The following cars started flying off the rails at high speed and piling up on one another in concertina fashion. The third wagon hit the central support post of a bridge, bringing the structure down, slicing one car in half and burying several others in a rain of concrete.
In the end, 101 people lost their lives, 105 were injured. It was the worst rail accident in Germany’s post-war history.
Not Enough TestingAfter four years of investigation, three men are being brought to court on Wednesday in what is turning out to be one of the most expensive trials Germany has seen.
A state court in the town of Celle in Lower Saxony will decide if two engineers from the German rail system responsible for the safety of the wheel systems along with a technician from the company that manufactured the failed wheel can be held responsible for the accident.
The three are accused of putting the wheel into service before sufficient testing had been carried out.
The state will argue that the orgins of the accident go back to 1991, when German Rail employees are said to have been unhappy with an uncontrolled rattling on the ICE trains.

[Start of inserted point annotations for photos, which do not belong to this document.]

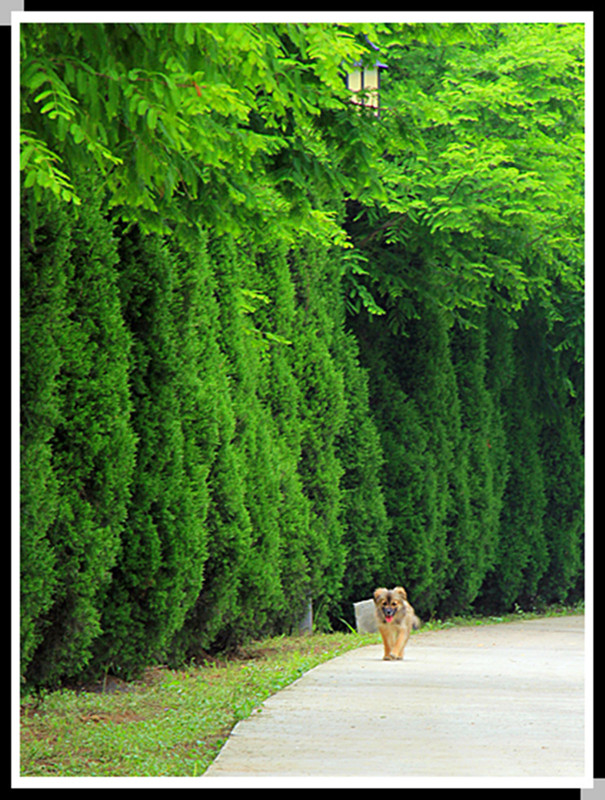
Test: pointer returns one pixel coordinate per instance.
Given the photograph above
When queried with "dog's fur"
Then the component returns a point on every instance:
(396, 618)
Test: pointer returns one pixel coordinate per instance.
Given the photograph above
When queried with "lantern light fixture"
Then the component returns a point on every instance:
(364, 83)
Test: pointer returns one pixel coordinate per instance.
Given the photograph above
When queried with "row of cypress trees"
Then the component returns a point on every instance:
(197, 455)
(207, 443)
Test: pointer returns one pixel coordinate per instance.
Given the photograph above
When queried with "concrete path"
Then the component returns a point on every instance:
(493, 700)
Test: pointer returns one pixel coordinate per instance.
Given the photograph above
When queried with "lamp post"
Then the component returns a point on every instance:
(364, 83)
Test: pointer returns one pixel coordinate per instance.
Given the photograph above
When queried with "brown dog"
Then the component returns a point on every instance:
(396, 618)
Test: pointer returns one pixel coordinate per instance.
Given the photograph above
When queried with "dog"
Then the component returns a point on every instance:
(396, 618)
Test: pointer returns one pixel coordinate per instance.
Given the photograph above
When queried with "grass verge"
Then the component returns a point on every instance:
(174, 722)
(169, 723)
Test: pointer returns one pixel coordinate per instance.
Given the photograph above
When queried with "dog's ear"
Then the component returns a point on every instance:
(378, 594)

One year later, a new type of wheel, with a rubber strip to reduce vibration, was introduced.
This rubber component on the failed wheel was worn down to 862 millimeters in diameter at the time of the accident, under the lowest limit of 880 millimeters necessary for the wheel to perform safely, according to the prosecution.

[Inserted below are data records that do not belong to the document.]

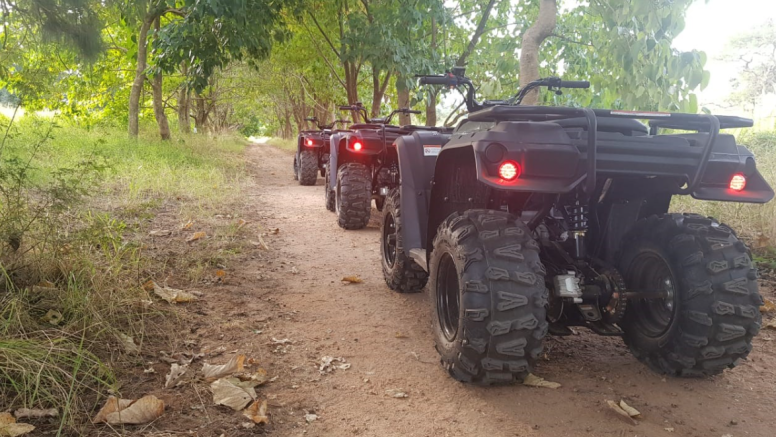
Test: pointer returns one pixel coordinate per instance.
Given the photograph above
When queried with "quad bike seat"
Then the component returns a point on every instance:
(625, 126)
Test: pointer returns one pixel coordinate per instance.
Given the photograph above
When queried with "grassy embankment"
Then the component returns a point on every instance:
(75, 205)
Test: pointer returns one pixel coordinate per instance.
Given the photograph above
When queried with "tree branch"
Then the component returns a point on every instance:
(477, 34)
(326, 37)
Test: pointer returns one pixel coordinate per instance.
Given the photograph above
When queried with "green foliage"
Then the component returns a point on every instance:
(753, 54)
(213, 33)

If that lower limit had been respected and the engineers on trial had been more careful in the development of the noise-reducing wheel, Eschede would still be a sleepy village in northern Germany, not a synonym for disaster, say prosecutors.
The prosecutors are representing 32 co-plaintiffs, among them relatives of the deceased as well as passengers who sustained serious injuries.
The three men accused have kept silent in the four years since the accident. Only recently through their lawyers have they denied the accusations publicly, saying they did the best they could with the level of technology at the time.
Their defense team is calling on more than 1,000 pages of reports from experts from Switzerland, Sweden, South Africa and Japan who will say the accident could not have been foreseen.
Some 45 witness and 10 experts are expected to be called. At one point, the court is expected to visit the scene of the derailment.
Emotional eventEmotions are expected to run high during the course of the trial. In the wake of the accident, the grief of victims’ relatives was made public in way that had been seldom seen in Germany.
Michael Kaps, attorney for the defendants, is aware of this and says one of his goals is to keep those emotions in check.
“We are very aware that something bad happened here,” he told Reuters. “But this trial is about clarifying the technical questions involved.”
Still, despite all the expected talk about wheel diameters and stress loads, the victims are still at the center of the trail. According to co-plaintiff and speaker of the victims' group, Heinrich Löwen, after four years, it is time they saw justice.
“But that doesn’t mean we want to see long prison terms for these three men,” he said. “Because after all this trial is not going to ease our pain.